In accordance with the disclosure, pilot bore 64 and any existing void space between rod end 14 and the abutment surface 46 of receptacle cavity 40 may be filled with an incompressible material sufficiently fluent to fill the void space and the central bore 64. One such fluid contemplated is the initially flowable epoxy adhesive used in forming the wedges 60. The central bore 64 may then be sealed closed with threaded plug or set screw 66. After filling the void space between rod end 14 and the abutment surface 46 of receptacle cavity 40, the set screw 66 is tightened until the void space and central bore 64 is filled with the incompressible fluid to the inner surface of the set screw. Thus, any force delivered to the incompressible fluid by inward urging of the rod 12 is transferred to the end fitting 30 at abutment surface 46 and/or the interconnection of set screw 66 with threaded bore 64.
On hardening or curing of the inserted flowable fluid, a blocking element 70 is created providing an impediment to axial movement of rod 12 inward, into rod cavity receptacle 40. Negative forces experienced by the rod 12 would transfer directly through blocking element 70 to be absorbed within end fitting 30 at abutment surface 46 and/or the threads of bore 64.

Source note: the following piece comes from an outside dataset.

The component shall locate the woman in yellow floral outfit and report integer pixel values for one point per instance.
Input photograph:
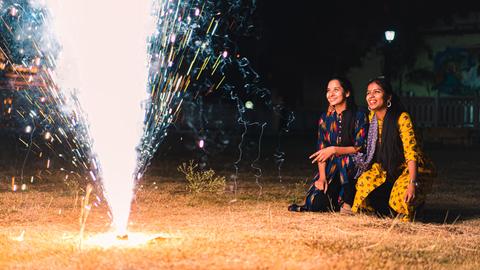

It should be understood that, while cured epoxy is suggested for formation of the void filling incompressible material, other incompressible materials may be used. For example, oil could be used. Any incompressible fluent material, solid or fluid, interposed between the end 14 of rod 12 and rod abutment surface 46 of the end fitting 30 would provide the advantages contemplated here. For example, propents useful in fracking operations might be suitable.
The advantage associated with the interposition of a blocking element of an incompressible material, such as an incompressible fluid, is that it fills the void space between the entire end surface 14 of the rod 12 and the entire surface area of the pilot bore 44 at the bottom of receptacle cavity, including transverse abutment surface 46. Thus, the forces associated with negative loading of the rod, that is, loads that urge the rod end into the receptacle cavity, are distributed over the entire area of the end of rod 12 and the entire area of pilot bore 44, including abutment surface 46, and not merely to the threaded connection of set screw 66 to central bore 64.
Referring to
In accordance with the disclosure, lower open end 335 of end fitting 330 includes a counter bore defined by cylindrical wall 343 spaced from the outer cylindrical surface 16 of rod 12.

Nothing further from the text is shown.